There's a gasp from the girl who I had threatened to kill earlier and an inclination of breath from the others. Does she pity me? I don't need her pity. I need no one's. My insolence has gone too far this time and even Aizen-sama knows this. He won't save me, the others won't either. They just watch on as I die, fading from existence.

I sink to my knees, and you pull your arm out of me with a sickening thud without the slightest care after blasting me with newly regained strength in the form of a beam of cero. It sears my skin and burns and I'm knocked to the wall with a gasp, only luckily managing to avoid its strength. My eyes are wide with more surprise than fear, with more shock than hurt. It hurts. I'm going to die.

It hurts.

You fucking bastard.

I don't care, I hate you.

It hurts. I'm dying. I know it. It's not as painful as I think, as everyone makes it out to be. How dramatic, how boring. I wished to go out in a more flashier style but this suits me. Pathetic me. Pathetic Luppi. I need no one's pity. I'm strong. I'm no longer the sixth, but nonetheless.

I'm dying.

Fuck you.

Do you care? No? Then I hate you.

I want to stand almost. I want to taunt you by still being alive and watch your face contort into a gaze of infuriation as you beat upon my drained body, so after you can watch me with that ice cold gaze of yours that has captured me far more than I wish to admit.

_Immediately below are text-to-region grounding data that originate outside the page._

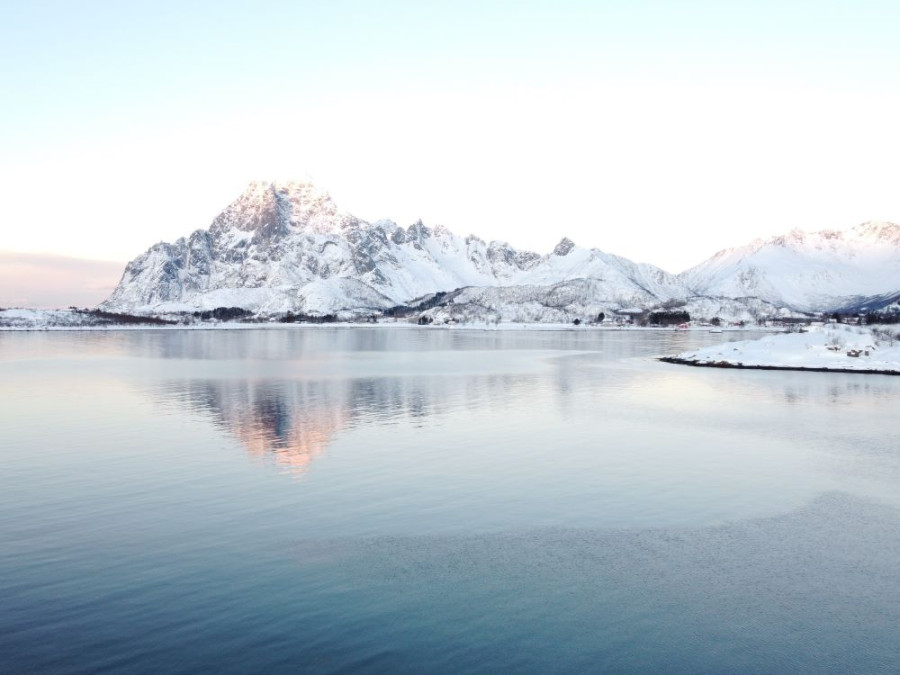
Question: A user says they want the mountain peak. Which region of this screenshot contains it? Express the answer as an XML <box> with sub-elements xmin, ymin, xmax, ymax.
<box><xmin>210</xmin><ymin>180</ymin><xmax>360</xmax><ymax>237</ymax></box>
<box><xmin>553</xmin><ymin>237</ymin><xmax>575</xmax><ymax>257</ymax></box>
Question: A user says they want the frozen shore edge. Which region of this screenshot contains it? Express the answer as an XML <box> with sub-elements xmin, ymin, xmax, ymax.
<box><xmin>657</xmin><ymin>356</ymin><xmax>900</xmax><ymax>375</ymax></box>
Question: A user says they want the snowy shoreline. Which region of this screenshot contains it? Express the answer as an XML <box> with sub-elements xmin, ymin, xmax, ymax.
<box><xmin>659</xmin><ymin>325</ymin><xmax>900</xmax><ymax>375</ymax></box>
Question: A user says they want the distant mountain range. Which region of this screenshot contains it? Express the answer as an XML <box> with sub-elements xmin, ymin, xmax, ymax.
<box><xmin>101</xmin><ymin>182</ymin><xmax>900</xmax><ymax>321</ymax></box>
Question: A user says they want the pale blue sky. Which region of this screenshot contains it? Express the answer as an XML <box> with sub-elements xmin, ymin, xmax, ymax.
<box><xmin>0</xmin><ymin>1</ymin><xmax>900</xmax><ymax>298</ymax></box>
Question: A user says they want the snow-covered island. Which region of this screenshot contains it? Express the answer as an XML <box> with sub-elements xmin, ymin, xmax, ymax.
<box><xmin>660</xmin><ymin>324</ymin><xmax>900</xmax><ymax>375</ymax></box>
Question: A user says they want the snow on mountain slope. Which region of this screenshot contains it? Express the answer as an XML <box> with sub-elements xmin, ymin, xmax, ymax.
<box><xmin>102</xmin><ymin>182</ymin><xmax>688</xmax><ymax>313</ymax></box>
<box><xmin>681</xmin><ymin>222</ymin><xmax>900</xmax><ymax>311</ymax></box>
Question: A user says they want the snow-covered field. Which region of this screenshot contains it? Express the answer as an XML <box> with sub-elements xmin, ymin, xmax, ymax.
<box><xmin>664</xmin><ymin>325</ymin><xmax>900</xmax><ymax>374</ymax></box>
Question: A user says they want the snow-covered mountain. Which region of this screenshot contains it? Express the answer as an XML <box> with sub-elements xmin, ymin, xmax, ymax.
<box><xmin>101</xmin><ymin>182</ymin><xmax>900</xmax><ymax>321</ymax></box>
<box><xmin>101</xmin><ymin>182</ymin><xmax>689</xmax><ymax>313</ymax></box>
<box><xmin>681</xmin><ymin>222</ymin><xmax>900</xmax><ymax>311</ymax></box>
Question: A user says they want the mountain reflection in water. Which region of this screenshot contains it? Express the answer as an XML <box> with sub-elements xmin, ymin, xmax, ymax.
<box><xmin>154</xmin><ymin>364</ymin><xmax>544</xmax><ymax>473</ymax></box>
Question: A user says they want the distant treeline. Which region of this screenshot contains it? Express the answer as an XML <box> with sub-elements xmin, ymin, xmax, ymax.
<box><xmin>75</xmin><ymin>309</ymin><xmax>176</xmax><ymax>326</ymax></box>
<box><xmin>278</xmin><ymin>312</ymin><xmax>338</xmax><ymax>323</ymax></box>
<box><xmin>191</xmin><ymin>307</ymin><xmax>253</xmax><ymax>321</ymax></box>
<box><xmin>647</xmin><ymin>310</ymin><xmax>691</xmax><ymax>326</ymax></box>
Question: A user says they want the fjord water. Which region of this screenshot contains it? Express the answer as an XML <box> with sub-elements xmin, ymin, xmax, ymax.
<box><xmin>0</xmin><ymin>328</ymin><xmax>900</xmax><ymax>673</ymax></box>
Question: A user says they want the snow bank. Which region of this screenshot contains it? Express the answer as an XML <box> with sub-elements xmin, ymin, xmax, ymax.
<box><xmin>662</xmin><ymin>325</ymin><xmax>900</xmax><ymax>375</ymax></box>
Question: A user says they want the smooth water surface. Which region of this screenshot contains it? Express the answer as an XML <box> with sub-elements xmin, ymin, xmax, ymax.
<box><xmin>0</xmin><ymin>327</ymin><xmax>900</xmax><ymax>673</ymax></box>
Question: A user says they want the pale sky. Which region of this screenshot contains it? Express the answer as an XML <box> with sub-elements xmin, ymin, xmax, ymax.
<box><xmin>0</xmin><ymin>0</ymin><xmax>900</xmax><ymax>304</ymax></box>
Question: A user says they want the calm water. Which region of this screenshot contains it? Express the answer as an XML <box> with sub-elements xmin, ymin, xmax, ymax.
<box><xmin>0</xmin><ymin>328</ymin><xmax>900</xmax><ymax>673</ymax></box>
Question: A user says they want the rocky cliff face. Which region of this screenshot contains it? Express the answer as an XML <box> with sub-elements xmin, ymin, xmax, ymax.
<box><xmin>682</xmin><ymin>222</ymin><xmax>900</xmax><ymax>312</ymax></box>
<box><xmin>102</xmin><ymin>183</ymin><xmax>687</xmax><ymax>313</ymax></box>
<box><xmin>101</xmin><ymin>182</ymin><xmax>900</xmax><ymax>320</ymax></box>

Stand up, something tells me within.

I want to. I wish to.

But I can't, can I? My legs won't wok and I'm still far too frozen and absorbed to move.

You're dying, Luppi. Stand up. Don't give him the pleasure of your death.

I can't.

Tsk. How disappointing.

Pity.

Distasteful.

Boring, Luppi.

You're dying.

Am I?

He's watching you.

Stand up.

I can't.

So now, what does it matter?

It's over.

Heh. I know.

There's only numbness now; a stiff feeling of hollowness left in the arm's wake. It feels almost… empty. Strange. It's odd. My eyes are closing shut now and I let myself go, falling into the dark abyss. Death. How fascinating. I'm ready. I know I am. But beforehand, my mouth slowly parts and I whisper to no one in particular, amidst the darkness that has set already before me:

Hey, Mr. Sixth of the Espada?

I hate you.

I hate you Grimmjow Jaggerjack. I hate you.